Oppure, come viene riconosciuto en passant dallo stesso NYT, cercare di comprendere quali perdite attendano altri "investimenti", come quelli derivanti dal salvataggio di AIG, Freddie Mac o Fannie Mae. AIG ha assorbito circa 180 miliardi di dollari ed il suo nuovo AD ha ammesso che non soltanto è ancora tecnicamente insolvente, ma che non sarebbe neppure in grado di ripagare appieno il credito concesso dal governo. Fannie Mae e Freddie MAC hanno divorato 95 miliardi di dollari dalla nazionalizzazione, ma i loro patrimonio netto continua a rimanere negativo e in costante calo, mentre la Fed garantisce circa 600 miliardi del loro debito, il debito di due agenzie di fatto insolventi. Meglio non iniziare neppure a parlare del valore dei prestiti e dei sussidi alle case automobilistiche. I 4 miliardi di utili realizzati sono una goccia nel mare.
Un discorso simile vale per UBS. Il governo elvetico ha guadagnato 1.2 miliardi di franchi, ma sta ancora garantendo e finanziando un portafoglio-spazzatura da ben 60 miliardi di franchi svizzeri, il cui valore teorico è, con un po' di fortuna e dopo il rally degli utitmi mesi, vicino ai 50 miliardi. Il ricavato di un effettivo di realizzo non lo vogliamo neppure cominciare a prendere in considerazione: la dimensione del portafoglio sarebbe tale da dislocare nuovamente il mercato.

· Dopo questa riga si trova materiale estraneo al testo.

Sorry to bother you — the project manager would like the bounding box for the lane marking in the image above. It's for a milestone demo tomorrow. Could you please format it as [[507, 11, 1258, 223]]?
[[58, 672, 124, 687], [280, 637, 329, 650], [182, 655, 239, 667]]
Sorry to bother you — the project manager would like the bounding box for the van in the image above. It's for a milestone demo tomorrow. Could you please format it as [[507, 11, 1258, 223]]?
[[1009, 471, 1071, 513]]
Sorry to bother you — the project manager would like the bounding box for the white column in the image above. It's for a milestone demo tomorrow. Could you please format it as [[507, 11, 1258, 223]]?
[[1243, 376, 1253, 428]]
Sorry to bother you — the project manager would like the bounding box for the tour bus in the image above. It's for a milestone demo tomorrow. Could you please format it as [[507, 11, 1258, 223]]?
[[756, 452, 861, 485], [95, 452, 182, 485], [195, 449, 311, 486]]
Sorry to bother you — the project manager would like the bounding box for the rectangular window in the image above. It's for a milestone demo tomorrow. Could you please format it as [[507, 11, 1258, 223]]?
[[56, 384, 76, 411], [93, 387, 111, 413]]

Nel frattempo, il resto dei governi intorno al globo (escludendo Svizzera e USA) è probabilmente seduto su 11 miliardi di perdite non realizzate derivante da salvataggi a vario titolo. Governanti e media continuano a ripeterci che il mercato ha fallito e che non ci si può fidare dei banchieri, mentre diffondono a mezzo stampa rapporti "ufficiosi" sui loro successi finanziari. Ci si dovrebbe chiedere perché fidarsi di politici e burocrati che sono talmente ingenui da sbagliare i conti, o talmente arroganti da pensare che nessuno avrebbe controllato.